The report came in response to questions raised by Republican Senators in March 2017 in response to a controversy over the pricing of an orphan drug and potential abuses of the Orphan Drug Act.

Approximately 7,000 rare diseases affect an estimated 30 million people in the United States, and only 5 percent of rare diseases have FDA-approved treatments. To encourage development of therapies for rare conditions, Congress passed the Orphan Drug Act, which provides incentives, including tax credits and exclusive marketing rights, for manufacturers to develop drugs to treat rare diseases, which are typically defined as affecting fewer than 200,000 people in the United States.

The GAO was asked to examine FDA’s orphan drug processes. It examined the actions FDA has taken to address the growing demand for orphan designations, the extent to which FDA has used consistent criteria and complete information in reviewing orphan designation applications, and steps FDA has taken to address rare disease drug development challenges.

For its study, the GAO analyzed FDA documents and data, as well as all designation review templates FDA completed as of March 2018 for applications received from October to December 2017. GAO interviewed agency officials, as well as stakeholders, including drug manufacturers, industry experts, and patient advocacy groups.

The GAO said FDA reviewers generally apply two consistent criteria in evaluating designation applications—the size of the rare disease population and the scientific rationale that the drug may effectively treat the disease. To inform their evaluation, reviewers must record certain background information in a standard review template, such as the drug’s U.S. marketing history. FDA officials told the GAO this information provides important context, such as whether FDA has experience with a little-known disease, critical to ensuring a complete designation application review.

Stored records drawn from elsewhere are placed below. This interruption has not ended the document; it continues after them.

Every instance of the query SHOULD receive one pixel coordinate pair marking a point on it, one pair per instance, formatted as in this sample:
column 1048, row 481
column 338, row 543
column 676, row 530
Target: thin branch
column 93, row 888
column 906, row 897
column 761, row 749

But the GAO’s analysis of 148 designation review templates found that FDA does not consistently record or evaluate background information when making designation decisions. For example, 48 of 148 review templates GAO analyzed were missing information on the drug’s U.S. marketing history. “As such, FDA cannot be sure that reviewers are conducting complete evaluations that include all critical information needed for assessing its criteria,” the GAO said

The GAO recommended that FDA should ensure that all required information for reviews of orphan designation applications is consistently recorded and evaluated. The report said the agency agreed with the recommendations.